Essa não é a primeira vez, desde que a CLT foi decretada, que são visadas alterações na lei. Em 1998 o então ministro do Trabalho do Governo de Fernando Henrique, Edward Amadeo, acreditava ser necessário modernizar a legislação trabalhista. Com um discurso semelhante ao de Nogueira, Amadeo defendia que caberia “ao trabalhador e ao empresário decidir o ideal na relação entre a remuneração e o emprego”. O discurso do Governo Fernando Henrique era o de que com as alterações na lei, os acordos feitos em grupos teriam o mesmo valor que o legislado. Fala semelhante a de Nogueira: “O projeto vai delimitar os parâmetros e limites da negociação coletiva, dando aos acordos força de lei. O foco é oferecer segurança jurídica na relação capital e trabalho”, declara.

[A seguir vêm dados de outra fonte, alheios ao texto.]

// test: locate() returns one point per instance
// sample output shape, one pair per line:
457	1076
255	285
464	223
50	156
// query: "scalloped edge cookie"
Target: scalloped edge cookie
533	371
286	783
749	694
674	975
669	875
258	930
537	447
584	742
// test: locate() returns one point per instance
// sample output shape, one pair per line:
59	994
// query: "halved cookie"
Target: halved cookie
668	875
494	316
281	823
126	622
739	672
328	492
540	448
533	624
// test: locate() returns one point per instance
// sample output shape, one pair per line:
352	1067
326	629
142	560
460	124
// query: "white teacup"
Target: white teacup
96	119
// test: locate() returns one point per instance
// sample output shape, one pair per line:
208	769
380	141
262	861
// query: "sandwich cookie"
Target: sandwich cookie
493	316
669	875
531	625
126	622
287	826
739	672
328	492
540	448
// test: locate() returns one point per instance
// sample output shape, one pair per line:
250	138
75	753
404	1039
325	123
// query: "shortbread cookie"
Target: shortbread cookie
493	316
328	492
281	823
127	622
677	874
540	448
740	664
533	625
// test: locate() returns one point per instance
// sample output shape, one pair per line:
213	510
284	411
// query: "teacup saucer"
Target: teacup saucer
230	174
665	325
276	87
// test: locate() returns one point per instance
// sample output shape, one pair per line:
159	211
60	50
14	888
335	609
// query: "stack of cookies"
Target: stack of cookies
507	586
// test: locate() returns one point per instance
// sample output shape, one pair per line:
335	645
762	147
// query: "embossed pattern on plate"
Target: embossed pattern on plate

Arnaldo Mazzei Nogueira, pesquisador de relações de trabalho, avalia que essa série de mudanças pode acabar dando mais poder ao coletivo, sem fortalecer o trabalhador individualmente: “É um pacote de coisas e no meio delas ele [o governo] está dando mais poder às convenções coletivas, que nem sempre estarão do lado do trabalhador. Com uma mão você mostra que vai gerar segurança jurídica, mas na outra você flexibiliza a lei, fazendo valer mais o negociado que o legislado, o que é arriscado”, afirma.